Supermarket development — Planning permission granted by development corporation as planning authority — Allegation of bias by corporation members — Application for judicial review — Continued presence of members presented no real danger of influencing decision making process — Application dismissed

Kirkstall Valley lies a mile from Leeds city centre on the River Aire. Although high density housing existed to both sides of it, the valley floor was relatively undeveloped. It included, in an L-shaped area of land, three rugby pitches which at all relevant times were owned by Headingly Football Club, and a sports ground. The Leeds City Council’s 1972 development plan allocated the area correspondingly for public open spaces, playing fields and associated amenities. The valley was within the remit of Leeds Development Corporation which differed from the city council as to the best plan for the future of the valley. The regeneration of the area as part of the corporation’s remit and they resolved to grant planning permission for retail development of a supermarket on the pitch forming the foot of the “L”. In 1995 the corporation was wound up and their property, rights and liabilities were transfered to the Secretary of State for the Environment. By regulation 9(1)9c) of the Town and Country Planning (Development Plan) Regulations 1991 the council were required to have regard to the corporation’s policies and proposals. By section 54A of the Town and Country Planning Act 1990 the corporation, as planning authority were required to have regard to the existing development plan and to conform to it “unless material considerations indicated otherwise.”
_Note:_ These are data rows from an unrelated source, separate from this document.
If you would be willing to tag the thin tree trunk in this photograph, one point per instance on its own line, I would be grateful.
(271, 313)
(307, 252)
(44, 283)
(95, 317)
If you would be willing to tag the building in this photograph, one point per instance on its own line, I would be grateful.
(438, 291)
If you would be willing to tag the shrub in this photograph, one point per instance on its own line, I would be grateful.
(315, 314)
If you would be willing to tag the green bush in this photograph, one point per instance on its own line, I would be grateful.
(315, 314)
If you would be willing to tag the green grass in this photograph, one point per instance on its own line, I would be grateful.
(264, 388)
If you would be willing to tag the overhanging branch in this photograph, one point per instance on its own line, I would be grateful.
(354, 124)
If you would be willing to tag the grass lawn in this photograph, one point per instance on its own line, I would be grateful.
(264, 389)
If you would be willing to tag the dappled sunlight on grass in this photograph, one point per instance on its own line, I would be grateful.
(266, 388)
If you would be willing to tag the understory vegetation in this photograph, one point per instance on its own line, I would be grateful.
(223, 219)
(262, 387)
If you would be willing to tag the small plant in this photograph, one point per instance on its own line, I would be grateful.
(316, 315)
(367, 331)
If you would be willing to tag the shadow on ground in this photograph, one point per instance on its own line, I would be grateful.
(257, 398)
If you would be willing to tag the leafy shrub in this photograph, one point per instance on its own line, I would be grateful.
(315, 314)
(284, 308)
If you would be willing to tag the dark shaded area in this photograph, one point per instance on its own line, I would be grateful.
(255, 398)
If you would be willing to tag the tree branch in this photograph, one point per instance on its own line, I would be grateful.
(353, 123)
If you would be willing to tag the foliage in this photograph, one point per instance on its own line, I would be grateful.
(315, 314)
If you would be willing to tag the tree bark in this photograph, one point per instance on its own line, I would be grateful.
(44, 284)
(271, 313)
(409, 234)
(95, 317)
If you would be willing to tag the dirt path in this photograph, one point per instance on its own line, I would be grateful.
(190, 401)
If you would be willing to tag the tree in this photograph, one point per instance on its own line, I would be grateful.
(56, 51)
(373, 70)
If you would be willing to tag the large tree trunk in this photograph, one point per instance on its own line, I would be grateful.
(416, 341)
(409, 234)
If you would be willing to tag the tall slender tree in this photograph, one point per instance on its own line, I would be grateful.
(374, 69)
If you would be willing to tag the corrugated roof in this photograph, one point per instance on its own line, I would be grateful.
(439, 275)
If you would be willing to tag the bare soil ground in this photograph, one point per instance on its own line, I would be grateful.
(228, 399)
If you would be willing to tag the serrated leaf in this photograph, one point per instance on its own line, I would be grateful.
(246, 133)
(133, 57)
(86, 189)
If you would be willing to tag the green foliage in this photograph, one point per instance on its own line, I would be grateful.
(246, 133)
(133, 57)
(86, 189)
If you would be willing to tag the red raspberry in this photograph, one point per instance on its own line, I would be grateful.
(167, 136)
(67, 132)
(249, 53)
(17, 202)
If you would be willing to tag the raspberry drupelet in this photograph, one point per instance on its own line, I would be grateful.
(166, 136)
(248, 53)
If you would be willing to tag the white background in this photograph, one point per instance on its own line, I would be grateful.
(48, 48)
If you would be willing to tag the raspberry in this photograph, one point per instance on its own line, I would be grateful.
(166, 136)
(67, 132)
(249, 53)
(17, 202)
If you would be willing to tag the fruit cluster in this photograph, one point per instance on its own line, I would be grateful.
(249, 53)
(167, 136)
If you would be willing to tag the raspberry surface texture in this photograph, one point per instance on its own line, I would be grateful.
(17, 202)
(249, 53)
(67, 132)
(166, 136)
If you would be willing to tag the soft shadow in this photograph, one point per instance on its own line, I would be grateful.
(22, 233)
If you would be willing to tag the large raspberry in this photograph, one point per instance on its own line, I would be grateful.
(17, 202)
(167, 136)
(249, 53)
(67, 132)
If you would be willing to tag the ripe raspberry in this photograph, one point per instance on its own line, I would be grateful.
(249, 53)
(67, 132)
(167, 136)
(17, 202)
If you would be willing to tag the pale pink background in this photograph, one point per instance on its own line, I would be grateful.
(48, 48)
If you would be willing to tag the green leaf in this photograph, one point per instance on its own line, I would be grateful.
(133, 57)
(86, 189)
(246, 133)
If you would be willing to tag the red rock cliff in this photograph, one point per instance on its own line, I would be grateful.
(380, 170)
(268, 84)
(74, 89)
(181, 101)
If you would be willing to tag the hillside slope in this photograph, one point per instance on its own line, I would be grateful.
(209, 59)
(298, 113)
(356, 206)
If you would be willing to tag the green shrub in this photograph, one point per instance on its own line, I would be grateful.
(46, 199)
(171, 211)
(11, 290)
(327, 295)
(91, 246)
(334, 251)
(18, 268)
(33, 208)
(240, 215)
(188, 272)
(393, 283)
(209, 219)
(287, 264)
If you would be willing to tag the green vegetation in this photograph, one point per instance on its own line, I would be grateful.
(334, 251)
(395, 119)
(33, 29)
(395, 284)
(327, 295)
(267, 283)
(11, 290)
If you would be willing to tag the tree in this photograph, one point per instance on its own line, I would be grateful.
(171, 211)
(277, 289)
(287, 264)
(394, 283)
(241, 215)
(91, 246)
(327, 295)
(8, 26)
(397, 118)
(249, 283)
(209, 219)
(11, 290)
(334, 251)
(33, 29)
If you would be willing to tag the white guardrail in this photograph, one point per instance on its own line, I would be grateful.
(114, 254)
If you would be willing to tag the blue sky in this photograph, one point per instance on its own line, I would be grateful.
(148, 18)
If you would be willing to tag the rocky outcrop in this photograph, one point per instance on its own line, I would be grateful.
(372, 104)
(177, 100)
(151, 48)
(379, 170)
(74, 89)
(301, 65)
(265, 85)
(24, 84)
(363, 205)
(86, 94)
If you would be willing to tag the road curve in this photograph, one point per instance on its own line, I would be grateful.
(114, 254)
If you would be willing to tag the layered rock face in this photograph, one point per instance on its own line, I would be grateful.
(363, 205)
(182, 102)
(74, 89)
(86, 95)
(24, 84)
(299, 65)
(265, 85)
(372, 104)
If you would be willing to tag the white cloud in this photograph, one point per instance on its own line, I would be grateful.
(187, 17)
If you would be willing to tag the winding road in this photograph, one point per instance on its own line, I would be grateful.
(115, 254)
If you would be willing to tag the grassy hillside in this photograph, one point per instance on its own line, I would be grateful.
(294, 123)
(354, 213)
The plaintiff was a company limited by guarantee and a community action group concerned with the interests of local residents in the valley development. The applicant sought judicial review of the corporation’s resolution to grant planning permission for the supermarket development. A succession of codes of conduct had been issued for the chairmen and board members of urban development corporations, all of which used the test for bias of what a reasonable observer might think. The applicants argued that the present grant of planning permission was vitiated by apparent bias on the part of three members and an officer of the corporation

Held The application was dismissed.

1. Any direct pecuniary or proprietary interest in the subject-matter of a proceeding, however small, operated as an automatic disqualification. In such a case the law assumed bias. This was the single established special (ie presumptive or automatic) category of disqualification

2. For the rest, the test of bias was whether there was a real danger that the members’ continued presence would influence the decision-making process in favour of the proposal. “Real” meant “not without substance”. A real danger involved more than a minimal risk, less than a probability.

3. The question was whether the interest of the individual was such as to create a real danger that he would instinctively oppose or be in favour of one course rather than another.
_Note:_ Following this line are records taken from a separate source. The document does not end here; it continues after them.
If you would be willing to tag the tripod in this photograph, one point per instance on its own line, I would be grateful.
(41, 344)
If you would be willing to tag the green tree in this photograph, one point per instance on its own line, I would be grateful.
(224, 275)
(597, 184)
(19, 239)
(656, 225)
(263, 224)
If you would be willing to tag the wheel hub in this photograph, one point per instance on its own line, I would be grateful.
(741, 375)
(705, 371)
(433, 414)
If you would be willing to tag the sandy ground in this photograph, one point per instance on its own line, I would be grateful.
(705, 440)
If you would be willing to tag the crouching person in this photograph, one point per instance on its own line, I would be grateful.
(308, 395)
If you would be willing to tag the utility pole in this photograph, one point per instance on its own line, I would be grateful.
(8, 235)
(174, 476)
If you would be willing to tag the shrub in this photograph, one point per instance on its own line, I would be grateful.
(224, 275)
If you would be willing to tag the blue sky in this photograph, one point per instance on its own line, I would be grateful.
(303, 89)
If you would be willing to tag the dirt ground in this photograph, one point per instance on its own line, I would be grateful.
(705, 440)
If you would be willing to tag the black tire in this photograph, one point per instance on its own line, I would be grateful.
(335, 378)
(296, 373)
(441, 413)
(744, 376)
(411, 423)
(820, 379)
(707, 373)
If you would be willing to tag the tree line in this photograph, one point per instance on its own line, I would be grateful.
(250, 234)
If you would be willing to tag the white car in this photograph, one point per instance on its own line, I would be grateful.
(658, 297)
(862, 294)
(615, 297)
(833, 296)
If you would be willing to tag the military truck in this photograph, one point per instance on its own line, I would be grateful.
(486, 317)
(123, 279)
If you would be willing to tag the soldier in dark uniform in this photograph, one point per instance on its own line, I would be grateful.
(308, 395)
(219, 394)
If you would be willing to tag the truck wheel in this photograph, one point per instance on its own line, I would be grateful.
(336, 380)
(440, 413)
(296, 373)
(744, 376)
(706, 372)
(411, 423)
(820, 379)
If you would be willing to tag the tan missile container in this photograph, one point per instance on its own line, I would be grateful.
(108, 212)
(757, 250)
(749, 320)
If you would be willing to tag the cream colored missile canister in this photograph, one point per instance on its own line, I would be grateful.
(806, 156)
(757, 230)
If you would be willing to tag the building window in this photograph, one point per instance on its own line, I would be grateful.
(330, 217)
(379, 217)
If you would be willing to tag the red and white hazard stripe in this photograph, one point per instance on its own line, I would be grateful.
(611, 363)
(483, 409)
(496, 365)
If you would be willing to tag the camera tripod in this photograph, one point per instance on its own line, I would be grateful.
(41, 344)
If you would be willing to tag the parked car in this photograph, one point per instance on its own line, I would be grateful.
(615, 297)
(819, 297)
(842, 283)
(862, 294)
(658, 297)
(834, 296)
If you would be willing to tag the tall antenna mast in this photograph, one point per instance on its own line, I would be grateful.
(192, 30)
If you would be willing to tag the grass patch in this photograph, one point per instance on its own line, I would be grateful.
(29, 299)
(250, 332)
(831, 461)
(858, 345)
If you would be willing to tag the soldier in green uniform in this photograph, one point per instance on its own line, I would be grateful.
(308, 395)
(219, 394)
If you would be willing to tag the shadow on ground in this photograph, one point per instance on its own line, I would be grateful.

4. The principles extended to the generality of decision making bodies governed by the principles of public law, with the particular consequences that the participation of a single member with a disqualifying interest would vitiate the decision arrived at.

5. In this case, in law and on the facts as examined by the court, there was no case for striking down the grant of planning consent on the ground of a disqualifying personal or pecuniary interest.

John Hobson and Paul Stinchcombe (instructed by Brooke, North & Goodwin, of Leeds) appeared for the applicants; Richard Drabble QC and David Elvin and John Litton (instructed by the Treasury Solicitor) appeared for the Secretary of State; Gerard Ryan QC and Jonathan Milner (instructed by Gordons Wright & Wright, of Bradford) appeared for the developers.